Wandmalereien im Zeichen der braunen Bohne

Foto Faszination Fernost/B. Linnhoff

Ein Piccolo Latte, ein kleiner Café Latte also, kostet 14000, so steht es in der Karte. Da kann man schon mal ins Grübeln kommen: Sollte es sich um flüssiges Gold handeln? Nur bedingt. Ich bin gerade in Vientiane, der Hauptstadt von Laos. Ein Land, das schon als Seele Asiens bezeichnet wurde und durch Großzügigkeit besticht – bei jedem Besuch werde ich zum Millionär. Für hundert Euro reicht mir die Dame in der Wechselstube 1000010 laotische Kip, die dank vieler kleiner Scheine gut in meine Tragetasche passen. Wie bitte? Nein, es ist eine Stofftasche, ich bin ja keine Umweltsau.

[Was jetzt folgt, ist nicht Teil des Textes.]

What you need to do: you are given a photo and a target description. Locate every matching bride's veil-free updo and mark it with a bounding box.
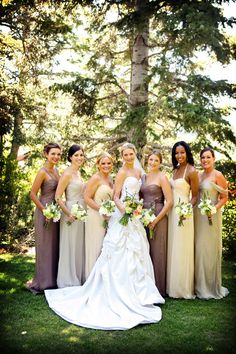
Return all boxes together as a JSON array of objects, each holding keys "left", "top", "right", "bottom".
[{"left": 120, "top": 143, "right": 145, "bottom": 176}]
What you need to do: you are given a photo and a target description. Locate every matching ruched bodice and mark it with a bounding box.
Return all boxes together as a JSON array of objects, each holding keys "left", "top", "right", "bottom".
[
  {"left": 140, "top": 184, "right": 164, "bottom": 209},
  {"left": 121, "top": 176, "right": 141, "bottom": 200},
  {"left": 170, "top": 178, "right": 190, "bottom": 203},
  {"left": 39, "top": 179, "right": 58, "bottom": 205},
  {"left": 65, "top": 179, "right": 85, "bottom": 205},
  {"left": 94, "top": 184, "right": 113, "bottom": 205}
]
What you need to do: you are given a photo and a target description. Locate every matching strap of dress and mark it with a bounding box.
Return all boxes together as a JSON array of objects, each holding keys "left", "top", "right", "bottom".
[{"left": 183, "top": 164, "right": 188, "bottom": 179}]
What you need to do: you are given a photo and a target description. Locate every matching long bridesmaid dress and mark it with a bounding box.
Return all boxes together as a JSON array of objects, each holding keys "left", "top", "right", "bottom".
[
  {"left": 85, "top": 184, "right": 113, "bottom": 279},
  {"left": 195, "top": 180, "right": 229, "bottom": 299},
  {"left": 140, "top": 175, "right": 168, "bottom": 297},
  {"left": 167, "top": 166, "right": 195, "bottom": 299},
  {"left": 27, "top": 168, "right": 59, "bottom": 294},
  {"left": 57, "top": 179, "right": 85, "bottom": 288}
]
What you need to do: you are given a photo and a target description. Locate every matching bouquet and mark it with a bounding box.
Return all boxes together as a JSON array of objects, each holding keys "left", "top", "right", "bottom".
[
  {"left": 141, "top": 208, "right": 156, "bottom": 238},
  {"left": 43, "top": 202, "right": 61, "bottom": 227},
  {"left": 98, "top": 199, "right": 116, "bottom": 229},
  {"left": 198, "top": 194, "right": 216, "bottom": 225},
  {"left": 67, "top": 202, "right": 87, "bottom": 225},
  {"left": 175, "top": 199, "right": 193, "bottom": 226},
  {"left": 119, "top": 195, "right": 143, "bottom": 226}
]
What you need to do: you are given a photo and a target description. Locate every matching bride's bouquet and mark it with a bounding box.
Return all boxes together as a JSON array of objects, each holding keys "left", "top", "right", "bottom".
[
  {"left": 198, "top": 194, "right": 216, "bottom": 225},
  {"left": 119, "top": 195, "right": 143, "bottom": 226},
  {"left": 175, "top": 199, "right": 193, "bottom": 226},
  {"left": 98, "top": 199, "right": 116, "bottom": 229},
  {"left": 66, "top": 202, "right": 87, "bottom": 225},
  {"left": 43, "top": 202, "right": 61, "bottom": 228},
  {"left": 141, "top": 208, "right": 156, "bottom": 238}
]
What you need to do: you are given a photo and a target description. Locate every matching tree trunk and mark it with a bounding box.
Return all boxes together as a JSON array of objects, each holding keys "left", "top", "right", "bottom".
[{"left": 128, "top": 0, "right": 149, "bottom": 148}]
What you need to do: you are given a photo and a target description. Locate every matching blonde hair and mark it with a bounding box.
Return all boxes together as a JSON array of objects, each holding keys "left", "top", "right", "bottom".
[
  {"left": 96, "top": 151, "right": 114, "bottom": 165},
  {"left": 120, "top": 143, "right": 137, "bottom": 155}
]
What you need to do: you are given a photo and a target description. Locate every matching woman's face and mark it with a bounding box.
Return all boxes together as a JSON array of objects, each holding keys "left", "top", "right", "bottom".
[
  {"left": 148, "top": 154, "right": 161, "bottom": 171},
  {"left": 200, "top": 151, "right": 215, "bottom": 170},
  {"left": 45, "top": 148, "right": 61, "bottom": 165},
  {"left": 175, "top": 145, "right": 187, "bottom": 165},
  {"left": 122, "top": 148, "right": 136, "bottom": 163},
  {"left": 97, "top": 156, "right": 113, "bottom": 174},
  {"left": 70, "top": 149, "right": 84, "bottom": 167}
]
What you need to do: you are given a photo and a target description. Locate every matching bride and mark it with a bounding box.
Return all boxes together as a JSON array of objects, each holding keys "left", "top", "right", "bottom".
[{"left": 45, "top": 143, "right": 165, "bottom": 330}]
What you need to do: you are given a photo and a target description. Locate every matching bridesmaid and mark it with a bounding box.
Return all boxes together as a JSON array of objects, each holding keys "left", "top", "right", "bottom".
[
  {"left": 167, "top": 141, "right": 199, "bottom": 299},
  {"left": 55, "top": 144, "right": 85, "bottom": 288},
  {"left": 195, "top": 147, "right": 229, "bottom": 299},
  {"left": 26, "top": 143, "right": 61, "bottom": 294},
  {"left": 84, "top": 152, "right": 113, "bottom": 280},
  {"left": 140, "top": 150, "right": 172, "bottom": 297}
]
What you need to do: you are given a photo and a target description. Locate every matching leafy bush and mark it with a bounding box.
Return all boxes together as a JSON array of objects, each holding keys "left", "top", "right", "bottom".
[{"left": 216, "top": 161, "right": 236, "bottom": 259}]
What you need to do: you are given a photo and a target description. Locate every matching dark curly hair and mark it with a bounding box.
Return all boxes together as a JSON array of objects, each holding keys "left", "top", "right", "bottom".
[
  {"left": 172, "top": 141, "right": 194, "bottom": 169},
  {"left": 67, "top": 144, "right": 84, "bottom": 162}
]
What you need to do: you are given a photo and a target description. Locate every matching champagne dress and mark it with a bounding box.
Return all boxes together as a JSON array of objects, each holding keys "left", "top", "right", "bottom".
[
  {"left": 195, "top": 180, "right": 229, "bottom": 299},
  {"left": 27, "top": 167, "right": 59, "bottom": 294},
  {"left": 57, "top": 179, "right": 85, "bottom": 288},
  {"left": 45, "top": 177, "right": 165, "bottom": 330},
  {"left": 140, "top": 175, "right": 168, "bottom": 296},
  {"left": 167, "top": 166, "right": 195, "bottom": 299},
  {"left": 85, "top": 184, "right": 113, "bottom": 279}
]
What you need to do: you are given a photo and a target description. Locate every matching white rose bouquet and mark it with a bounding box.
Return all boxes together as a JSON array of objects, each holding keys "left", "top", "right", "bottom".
[
  {"left": 198, "top": 194, "right": 216, "bottom": 225},
  {"left": 175, "top": 199, "right": 193, "bottom": 226},
  {"left": 141, "top": 208, "right": 156, "bottom": 238},
  {"left": 43, "top": 202, "right": 61, "bottom": 227}
]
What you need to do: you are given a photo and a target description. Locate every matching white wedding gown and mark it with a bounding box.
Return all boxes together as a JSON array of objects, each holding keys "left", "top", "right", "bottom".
[{"left": 45, "top": 177, "right": 165, "bottom": 330}]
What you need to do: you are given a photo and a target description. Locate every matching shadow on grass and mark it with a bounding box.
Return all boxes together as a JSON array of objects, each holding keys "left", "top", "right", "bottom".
[{"left": 0, "top": 254, "right": 236, "bottom": 354}]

Nur die Ruhe (Foto Faszination Fernost/B. Linnhoff)

Mit dem Umrechnungskurs gerät auch der Piccolo Latte wieder in Reichweite: 1,39 Euro, für viele Einheimische immer noch zu teuer. Daher treffen wir im „Naked Espresso Misay“, so der Name des Cafés, überwiegend westliche Ausländer an und jüngere Laoten, Studenten vielleicht oder Start-up-Entrepreneurs. Für südostasiatische Verhältnisse ist es wohltuend ruhig hier; digitale Nomaden schätzen die entspannte Atmosphäre fürs Bloggen, fürs Designen von Internetseiten, für alles eben, was man von jedem Platz der Welt aus machen kann.

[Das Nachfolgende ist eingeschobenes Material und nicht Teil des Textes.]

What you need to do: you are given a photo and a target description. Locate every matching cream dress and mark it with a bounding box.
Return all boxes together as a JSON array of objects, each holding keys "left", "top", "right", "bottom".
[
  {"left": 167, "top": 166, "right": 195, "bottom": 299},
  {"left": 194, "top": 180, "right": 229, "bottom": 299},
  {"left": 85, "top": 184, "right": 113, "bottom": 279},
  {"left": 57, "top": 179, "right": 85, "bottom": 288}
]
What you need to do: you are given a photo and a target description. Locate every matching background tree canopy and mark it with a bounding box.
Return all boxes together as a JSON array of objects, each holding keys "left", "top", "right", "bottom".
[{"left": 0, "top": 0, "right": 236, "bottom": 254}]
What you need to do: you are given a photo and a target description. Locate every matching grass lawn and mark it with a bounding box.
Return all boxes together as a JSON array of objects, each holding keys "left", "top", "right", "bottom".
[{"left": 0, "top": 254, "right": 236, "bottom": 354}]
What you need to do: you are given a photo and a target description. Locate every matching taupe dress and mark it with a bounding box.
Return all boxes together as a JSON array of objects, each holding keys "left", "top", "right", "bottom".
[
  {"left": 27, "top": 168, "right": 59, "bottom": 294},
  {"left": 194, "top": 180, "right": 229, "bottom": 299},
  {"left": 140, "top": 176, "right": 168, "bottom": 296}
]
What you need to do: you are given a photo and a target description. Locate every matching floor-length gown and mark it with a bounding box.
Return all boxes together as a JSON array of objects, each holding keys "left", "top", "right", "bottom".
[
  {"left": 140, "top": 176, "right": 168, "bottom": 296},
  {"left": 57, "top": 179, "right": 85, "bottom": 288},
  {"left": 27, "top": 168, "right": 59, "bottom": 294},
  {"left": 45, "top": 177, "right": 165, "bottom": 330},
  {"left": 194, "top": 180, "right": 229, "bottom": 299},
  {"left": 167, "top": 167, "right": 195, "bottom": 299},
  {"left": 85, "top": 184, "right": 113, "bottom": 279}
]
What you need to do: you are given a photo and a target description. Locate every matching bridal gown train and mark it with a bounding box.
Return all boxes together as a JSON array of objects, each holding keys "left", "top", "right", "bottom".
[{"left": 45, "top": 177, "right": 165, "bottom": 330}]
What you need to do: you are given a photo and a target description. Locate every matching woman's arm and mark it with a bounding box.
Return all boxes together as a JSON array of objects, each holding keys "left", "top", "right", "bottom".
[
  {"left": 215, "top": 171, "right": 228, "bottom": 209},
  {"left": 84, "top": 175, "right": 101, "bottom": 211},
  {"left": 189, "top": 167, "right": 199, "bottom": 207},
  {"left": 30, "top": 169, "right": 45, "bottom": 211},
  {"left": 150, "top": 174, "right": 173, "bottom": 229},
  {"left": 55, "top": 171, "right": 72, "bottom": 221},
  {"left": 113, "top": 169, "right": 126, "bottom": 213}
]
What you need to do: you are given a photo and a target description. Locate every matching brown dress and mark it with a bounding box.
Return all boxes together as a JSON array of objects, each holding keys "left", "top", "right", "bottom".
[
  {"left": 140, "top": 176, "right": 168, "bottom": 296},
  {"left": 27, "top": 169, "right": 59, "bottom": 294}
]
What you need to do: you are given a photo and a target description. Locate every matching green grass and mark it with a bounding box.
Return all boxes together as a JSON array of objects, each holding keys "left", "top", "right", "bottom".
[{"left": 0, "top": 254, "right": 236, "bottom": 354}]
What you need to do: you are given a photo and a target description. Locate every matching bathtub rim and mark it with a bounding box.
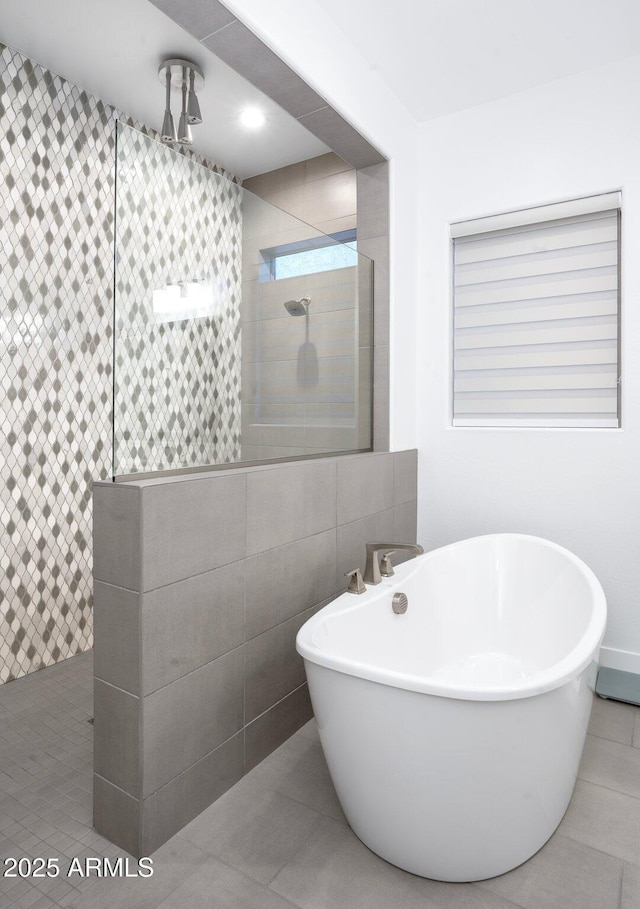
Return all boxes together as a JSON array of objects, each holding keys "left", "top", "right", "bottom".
[{"left": 296, "top": 533, "right": 607, "bottom": 701}]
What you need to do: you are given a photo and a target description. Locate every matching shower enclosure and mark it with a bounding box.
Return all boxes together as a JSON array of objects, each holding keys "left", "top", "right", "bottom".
[{"left": 113, "top": 122, "right": 373, "bottom": 478}]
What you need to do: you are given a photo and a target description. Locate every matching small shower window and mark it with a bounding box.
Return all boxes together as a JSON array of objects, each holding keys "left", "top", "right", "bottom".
[{"left": 260, "top": 230, "right": 357, "bottom": 281}]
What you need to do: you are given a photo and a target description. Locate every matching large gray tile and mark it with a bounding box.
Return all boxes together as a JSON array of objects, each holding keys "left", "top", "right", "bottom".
[
  {"left": 393, "top": 448, "right": 418, "bottom": 505},
  {"left": 480, "top": 834, "right": 623, "bottom": 909},
  {"left": 248, "top": 729, "right": 345, "bottom": 821},
  {"left": 151, "top": 0, "right": 235, "bottom": 38},
  {"left": 243, "top": 306, "right": 356, "bottom": 365},
  {"left": 158, "top": 857, "right": 291, "bottom": 909},
  {"left": 620, "top": 863, "right": 640, "bottom": 909},
  {"left": 244, "top": 529, "right": 336, "bottom": 638},
  {"left": 296, "top": 107, "right": 386, "bottom": 168},
  {"left": 589, "top": 697, "right": 640, "bottom": 745},
  {"left": 142, "top": 732, "right": 244, "bottom": 855},
  {"left": 303, "top": 170, "right": 360, "bottom": 227},
  {"left": 271, "top": 818, "right": 513, "bottom": 909},
  {"left": 70, "top": 837, "right": 211, "bottom": 909},
  {"left": 357, "top": 162, "right": 389, "bottom": 241},
  {"left": 204, "top": 22, "right": 328, "bottom": 118},
  {"left": 558, "top": 780, "right": 640, "bottom": 862},
  {"left": 93, "top": 581, "right": 141, "bottom": 694},
  {"left": 244, "top": 607, "right": 316, "bottom": 723},
  {"left": 142, "top": 561, "right": 245, "bottom": 695},
  {"left": 93, "top": 773, "right": 141, "bottom": 858},
  {"left": 93, "top": 483, "right": 142, "bottom": 590},
  {"left": 247, "top": 460, "right": 336, "bottom": 555},
  {"left": 336, "top": 508, "right": 395, "bottom": 591},
  {"left": 578, "top": 735, "right": 640, "bottom": 799},
  {"left": 142, "top": 647, "right": 244, "bottom": 797},
  {"left": 304, "top": 152, "right": 351, "bottom": 185},
  {"left": 292, "top": 717, "right": 320, "bottom": 742},
  {"left": 337, "top": 454, "right": 394, "bottom": 525},
  {"left": 244, "top": 682, "right": 313, "bottom": 772},
  {"left": 93, "top": 679, "right": 140, "bottom": 798},
  {"left": 142, "top": 473, "right": 246, "bottom": 591},
  {"left": 180, "top": 779, "right": 322, "bottom": 883}
]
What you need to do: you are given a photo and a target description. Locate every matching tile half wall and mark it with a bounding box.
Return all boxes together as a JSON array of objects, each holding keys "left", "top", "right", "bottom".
[{"left": 94, "top": 450, "right": 417, "bottom": 856}]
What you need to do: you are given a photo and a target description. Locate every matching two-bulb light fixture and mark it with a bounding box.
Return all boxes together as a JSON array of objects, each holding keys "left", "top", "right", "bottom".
[{"left": 158, "top": 57, "right": 204, "bottom": 145}]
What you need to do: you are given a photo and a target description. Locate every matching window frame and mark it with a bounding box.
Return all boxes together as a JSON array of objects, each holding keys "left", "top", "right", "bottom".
[
  {"left": 448, "top": 189, "right": 623, "bottom": 431},
  {"left": 258, "top": 227, "right": 358, "bottom": 282}
]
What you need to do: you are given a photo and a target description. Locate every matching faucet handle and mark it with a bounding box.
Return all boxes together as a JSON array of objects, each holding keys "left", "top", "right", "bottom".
[
  {"left": 380, "top": 549, "right": 397, "bottom": 578},
  {"left": 344, "top": 568, "right": 367, "bottom": 593}
]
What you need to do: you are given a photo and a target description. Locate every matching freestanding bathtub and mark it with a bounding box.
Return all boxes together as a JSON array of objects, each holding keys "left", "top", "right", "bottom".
[{"left": 297, "top": 534, "right": 606, "bottom": 881}]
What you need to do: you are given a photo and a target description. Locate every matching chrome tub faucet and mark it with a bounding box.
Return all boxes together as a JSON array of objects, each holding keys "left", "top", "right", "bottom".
[{"left": 363, "top": 543, "right": 424, "bottom": 584}]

Fotos: Faszination Fernost/B. Linnhoff

Es sind die Wandmalereien, die mich in diesem Kaffee-Tempel besonders beeindrucken. Sie verweisen auf die Wahrzeichen der Stadt und des Landes. Auf den Patuxai-Triumphbogen, ins Zentrum von Vientiane gepflanzt nach dem Vorbild des Pariser Arc de Triomphe, auf den Wat Pha That Luang, den wichtigsten Tempel der Hauptstadt, auf das Elefantenfestival in der Provinz Sayabouri oder die Ebene der Tonkrüge nahe Phonsavan.

Kaffeehaus à la Moderne (Foto Faszination Fernost/B. Linnhoff)

Savoir vivre: Frankreichs Erbe

Ein Picasso-Schwan und sieben Rosetten: Die Kunst, einen Latte zu designen

Einladende Cafès mit dem braunen Gesöff sind keine Seltenheit in Vientiane, gerade auch in der Rue Setthathirat. Ihr Name gemahnt an die einstige Kolonialmacht Frankreich, zu deren Nachlass eben auch eine erlesene Kaffeekultur gehört: Savoir vivre.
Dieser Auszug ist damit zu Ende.